甲斐性

ぼくは、情けないことに家族を経済的に十分やしなう稼ぎを得られてない。この歳にもなって、つくづく無力さに嫌になるが、副業もできずほかで生計を立つこともできない。かつて、育児や家事もできた期間を与えられたことは人生において喜ばしい宝物になったが、はていざ働けども、生計は真っ赤っかの赤字である。かといって、仕事をダラダラするのは国賊だとおもうし、そもそも性に合わない。ダラダラと仕事の遅い者、質の低い仕事をする者のほうが、稼ぎが多い。

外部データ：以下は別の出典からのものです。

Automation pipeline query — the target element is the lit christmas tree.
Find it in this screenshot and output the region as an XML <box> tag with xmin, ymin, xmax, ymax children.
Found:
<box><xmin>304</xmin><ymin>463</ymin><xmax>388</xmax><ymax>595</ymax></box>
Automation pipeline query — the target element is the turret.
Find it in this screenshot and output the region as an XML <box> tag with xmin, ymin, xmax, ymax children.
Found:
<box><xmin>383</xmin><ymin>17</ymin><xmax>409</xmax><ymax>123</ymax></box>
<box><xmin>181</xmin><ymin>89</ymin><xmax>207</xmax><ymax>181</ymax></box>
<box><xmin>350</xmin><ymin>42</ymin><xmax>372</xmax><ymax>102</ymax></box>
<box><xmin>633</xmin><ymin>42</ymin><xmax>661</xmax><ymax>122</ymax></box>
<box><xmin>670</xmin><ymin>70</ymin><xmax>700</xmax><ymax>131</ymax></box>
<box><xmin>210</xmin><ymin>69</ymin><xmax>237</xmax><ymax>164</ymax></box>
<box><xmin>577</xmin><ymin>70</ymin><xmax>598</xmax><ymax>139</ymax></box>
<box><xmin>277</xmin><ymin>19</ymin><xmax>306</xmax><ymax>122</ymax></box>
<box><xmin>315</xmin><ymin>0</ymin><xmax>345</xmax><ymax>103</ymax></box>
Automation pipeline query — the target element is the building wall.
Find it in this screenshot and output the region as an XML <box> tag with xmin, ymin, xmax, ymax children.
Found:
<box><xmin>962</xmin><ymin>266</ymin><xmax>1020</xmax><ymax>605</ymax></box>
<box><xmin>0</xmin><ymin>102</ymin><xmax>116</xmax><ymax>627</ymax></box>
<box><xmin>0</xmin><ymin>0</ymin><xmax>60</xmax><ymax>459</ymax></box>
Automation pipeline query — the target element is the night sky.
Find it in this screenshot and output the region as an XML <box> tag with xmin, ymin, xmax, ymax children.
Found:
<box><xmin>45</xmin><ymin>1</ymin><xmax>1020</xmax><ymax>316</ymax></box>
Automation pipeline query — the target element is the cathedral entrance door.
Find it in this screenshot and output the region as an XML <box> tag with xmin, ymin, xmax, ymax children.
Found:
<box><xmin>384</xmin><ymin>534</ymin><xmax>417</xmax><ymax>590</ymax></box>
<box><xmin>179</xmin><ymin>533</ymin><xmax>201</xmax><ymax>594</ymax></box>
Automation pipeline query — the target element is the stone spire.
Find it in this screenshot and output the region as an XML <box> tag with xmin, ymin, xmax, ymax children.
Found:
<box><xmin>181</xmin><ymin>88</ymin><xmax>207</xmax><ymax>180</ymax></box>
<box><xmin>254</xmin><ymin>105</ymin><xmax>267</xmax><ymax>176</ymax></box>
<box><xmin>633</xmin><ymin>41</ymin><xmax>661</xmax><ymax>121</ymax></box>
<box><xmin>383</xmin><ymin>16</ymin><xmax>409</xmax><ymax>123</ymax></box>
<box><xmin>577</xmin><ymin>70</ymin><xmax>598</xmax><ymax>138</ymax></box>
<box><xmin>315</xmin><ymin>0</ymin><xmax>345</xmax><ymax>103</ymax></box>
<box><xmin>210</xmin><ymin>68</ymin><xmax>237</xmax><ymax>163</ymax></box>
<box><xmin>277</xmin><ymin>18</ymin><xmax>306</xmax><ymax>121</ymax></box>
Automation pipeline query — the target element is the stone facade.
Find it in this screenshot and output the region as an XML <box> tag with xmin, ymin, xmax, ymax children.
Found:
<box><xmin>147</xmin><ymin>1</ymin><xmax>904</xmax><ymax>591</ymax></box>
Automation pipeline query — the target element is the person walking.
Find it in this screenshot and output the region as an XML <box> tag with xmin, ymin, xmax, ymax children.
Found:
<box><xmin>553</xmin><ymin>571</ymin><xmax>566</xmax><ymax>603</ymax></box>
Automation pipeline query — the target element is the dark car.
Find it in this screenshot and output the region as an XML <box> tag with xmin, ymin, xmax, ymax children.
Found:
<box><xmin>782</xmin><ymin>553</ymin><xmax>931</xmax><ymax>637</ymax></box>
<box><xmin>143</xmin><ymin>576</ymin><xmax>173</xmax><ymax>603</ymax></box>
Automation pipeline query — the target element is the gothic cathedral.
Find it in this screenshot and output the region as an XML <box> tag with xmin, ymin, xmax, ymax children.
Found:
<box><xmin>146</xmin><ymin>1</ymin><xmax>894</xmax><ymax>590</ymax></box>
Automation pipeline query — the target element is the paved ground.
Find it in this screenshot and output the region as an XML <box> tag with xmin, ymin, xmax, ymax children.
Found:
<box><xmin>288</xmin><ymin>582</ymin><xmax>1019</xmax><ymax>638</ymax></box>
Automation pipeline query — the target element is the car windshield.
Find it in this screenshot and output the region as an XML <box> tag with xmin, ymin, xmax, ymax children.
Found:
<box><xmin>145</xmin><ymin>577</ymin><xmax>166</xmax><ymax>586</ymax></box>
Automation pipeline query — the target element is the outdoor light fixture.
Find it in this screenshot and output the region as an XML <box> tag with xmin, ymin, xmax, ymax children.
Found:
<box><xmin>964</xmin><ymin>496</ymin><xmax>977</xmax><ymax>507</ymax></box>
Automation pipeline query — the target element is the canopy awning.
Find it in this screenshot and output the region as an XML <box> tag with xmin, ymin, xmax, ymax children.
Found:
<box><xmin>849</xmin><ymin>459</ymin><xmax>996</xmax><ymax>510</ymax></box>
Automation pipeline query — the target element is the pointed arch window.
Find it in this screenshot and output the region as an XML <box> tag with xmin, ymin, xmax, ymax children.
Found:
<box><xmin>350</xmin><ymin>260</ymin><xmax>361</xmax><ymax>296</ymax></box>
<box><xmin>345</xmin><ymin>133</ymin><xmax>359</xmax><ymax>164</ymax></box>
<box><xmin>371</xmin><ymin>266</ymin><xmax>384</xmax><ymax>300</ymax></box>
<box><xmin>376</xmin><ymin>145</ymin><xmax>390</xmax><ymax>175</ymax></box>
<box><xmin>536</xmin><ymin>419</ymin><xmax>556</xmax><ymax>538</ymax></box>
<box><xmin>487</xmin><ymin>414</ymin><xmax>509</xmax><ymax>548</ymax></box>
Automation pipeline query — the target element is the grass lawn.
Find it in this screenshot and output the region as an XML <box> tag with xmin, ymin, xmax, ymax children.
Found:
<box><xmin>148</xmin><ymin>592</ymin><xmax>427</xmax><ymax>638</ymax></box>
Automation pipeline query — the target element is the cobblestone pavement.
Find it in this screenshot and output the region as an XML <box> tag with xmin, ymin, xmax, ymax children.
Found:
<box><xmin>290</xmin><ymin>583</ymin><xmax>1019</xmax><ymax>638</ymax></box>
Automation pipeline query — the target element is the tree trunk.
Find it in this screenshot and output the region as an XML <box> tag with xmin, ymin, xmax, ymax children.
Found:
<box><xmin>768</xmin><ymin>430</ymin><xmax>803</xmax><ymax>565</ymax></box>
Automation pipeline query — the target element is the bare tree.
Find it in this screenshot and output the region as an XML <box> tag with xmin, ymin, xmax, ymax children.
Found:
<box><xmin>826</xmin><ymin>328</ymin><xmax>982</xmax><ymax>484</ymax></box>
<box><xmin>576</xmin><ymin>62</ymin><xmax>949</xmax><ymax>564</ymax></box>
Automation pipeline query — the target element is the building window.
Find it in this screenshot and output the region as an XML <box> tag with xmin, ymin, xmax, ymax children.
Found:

この制度、ほとほと理解に苦しむが、屈したくもない。だれからもそこまで求めてないことをかってにやろうとして、たいへんになって、もがくことを繰り返している。かといって、水準をさげてことなかれ、で済ませばそれこそ存在意義はない。外部から入った身だからできることを見つけて、なるべく役にたたないと税金をもらう資格はない。

長く勤めるほど、公務員の給与体系は退職金を考えても有利らしい。若い頃のがんばりは、ダラダラ過ごす老年期に返ってくるというものだ。そんな人質のようなシステムに甘んじて残りの人生を売るのはごめんだ。そのシステムが、居座る怠惰な年長者の溜まり場をつくり、天下りのシステムを存続させる。そう批判しておいて、自分がその道をゆくのはだれよりも恥ずかしい。

もう貯金もない。この春の人事がどうなるかで、背に腹は変えられぬ、家族を養えるように、そろそろ路線を変えることも視野にいれなくてはならないのかもしれない。「役に立ったし、少しは税金もらってもいいかな」と自分が納得できる今のうちに去るべきな気がする。

だだぼくは、この9年間の仕事を通して、全体の奉仕者である公務員に与えられたミッションは素晴らしいと思うし、眠っているだけで、可能性はまだまだある。生業としてやることは誇りでやりがいもある。やっていることは日々地味ではあるが。気に食わないのは人事制度や、それに甘んじて、思考せずダラダラしている一部の組織、なんでも事勿れで済ませようとする可能性を潰す風土なのだ。

父と母は小さな自営業で、二人だけでがむしゃらなら働き、生計をたて、ぼくを育ててくれた。つくづく、親の偉大さを痛感する。悔しいが、なにもかも足元にも及ばない。

アメリカに留学した医師の古い友人二人は、日本では稼ぎがもちろんいい方だけど、あちらでは生活保護の対象の年収になるという。同じ仕事をしてるアメリカの医師の年収は5倍。経済成長しつづけている国と、停滞した国の違い。日本の大学で最先端の研究をする医師たちがこうだ。さすがに、職業をつく国を間違えたと、嘆いていた。かといって、開業医になることは選ばない。

それにしても、彼らとは高校や浪人までは同じ環境にいたわけなのだが、彼らがなげく年収の、さらにぼくは半分くらいの年収である。事務屋の給与なんざ、そんなもので当たり前、いやむしろまだもらいすぎてありがたがらねばならない。医師は命を救う。尊さがちがう。妻の仕事だって、よっぽど尊い。誤ったとすれば道の選択だ。この差をなげくなら、はなから道を間違えたことが原因だ。たいして努力をできないにもかかわらず、変に夢を見てしまった代償だ。だったら道を変えるか、どうか。両親はどう思っているのか。勝手にお前が決めたんだろ、という話だろうけど、ちゃんと育てたにもかかわらず、家族を養えない大人になってしまい、親不孝してるなという罪悪感がある。そして若い頃のぼくと今のぼくが会ったら、税金でかのようにブーブーいいつつ耐えながら生きていることをだれよりも軽蔑するだろう。自分が、だれよりも自分を許せないのである。

 

これから尊敬してやまない先生と会う。先生とはこの人生を選択したからこそ出会えた。会うたびに希望を与えられる。お金で得られないものも、得た。再会するにあたり、座右の書というべき先生の本を2冊再読し、心を整える。

上の友人たちはそれでも、帰国したら日本の最先端で踏ん張り続けつもりだという。立派だ。

この道を歩んできて、気の置けない仲になった友人は、みな頑張る、努力を惜しまない人たちであることに気づく。だれひとり、ダラダラしていない。頑張ることの美しさ、生きることの充足はそれを通して得られることを思い出させてくれる。かけがえのない存在だ。その分一番ダラダラしているぼくが、恥ずかしくなる。友人たちも、ハガユイようだ。

人生においてはお金で買えないものほど、大事なのだと子どもたちに言い聞かせているのは、ぼくだ。しかし、かといって彼らにひもじい思いをさせていいものか。沈むことがわかっている国で、どう頑張っていけばいいものか。子どもたちが、自分自身を納得させられる「道」を見つけるようにするにはどうしたものか。苦悶の春。